De Hooch was married in Delft in 1654 to Jannetje van der Burch, by whom he fathered seven children. While in Delft, de Hooch is also believed to have learned from the painters Carel Fabritius and Nicolaes Maes, who were both early members of the Delft School. He became a member of the painters' guild of Saint Luke in 1655, and had moved to Amsterdam by 1661.
The early work of de Hooch, like most young painters of his time, was mostly composed of scenes of soldiers in stables and taverns, though he used these to develop great skill in light, color, and perspective rather than to explore an interest in the subject matter. After starting his family in the mid-1650s, he switched his focus to domestic scenes and family portraits. His work showed astute observation of the mundane details of everyday life while also functioning as well-ordered morality tales.

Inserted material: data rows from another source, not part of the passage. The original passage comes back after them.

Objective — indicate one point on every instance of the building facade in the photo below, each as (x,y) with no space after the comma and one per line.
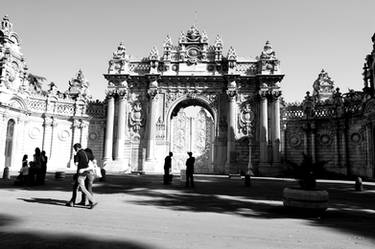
(31,116)
(193,97)
(334,128)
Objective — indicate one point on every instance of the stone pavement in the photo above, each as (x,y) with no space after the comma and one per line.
(139,212)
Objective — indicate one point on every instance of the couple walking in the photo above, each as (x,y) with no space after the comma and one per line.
(189,169)
(84,177)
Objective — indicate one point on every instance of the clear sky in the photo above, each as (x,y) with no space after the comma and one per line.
(60,37)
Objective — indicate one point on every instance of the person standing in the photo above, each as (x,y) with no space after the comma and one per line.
(190,170)
(82,161)
(89,178)
(37,165)
(167,168)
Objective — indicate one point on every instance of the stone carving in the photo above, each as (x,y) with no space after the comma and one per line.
(93,136)
(323,87)
(121,52)
(325,139)
(356,137)
(63,135)
(295,140)
(245,119)
(167,49)
(136,120)
(34,132)
(308,105)
(78,87)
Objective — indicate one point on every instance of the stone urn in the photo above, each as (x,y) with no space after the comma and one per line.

These paintings often exhibited a sophisticated and delicate treatment of light similar to those of Vermeer, who lived in Delft at the same time as de Hooch. 19th century art historians had assumed that Vermeer had been influenced by de Hooch's work, but the opposite is now believed.
Though he began to paint for wealthier patrons in Amsterdam, he lived in the poorest areas of the city. Around this time, de Hooch's painting style became coarser and darker in color, and his simple domestic scenes were replaced by highly-decorated images set in palatial halls and country villas. Most scholars believe that de Hooch's work after around 1670 became more stylized and deteriorated in quality. It has been surmised that this was in part due to deteriorating health; de Hooch died in 1684 in an Amsterdam insane asylum, though how he came to be there is unrecorded.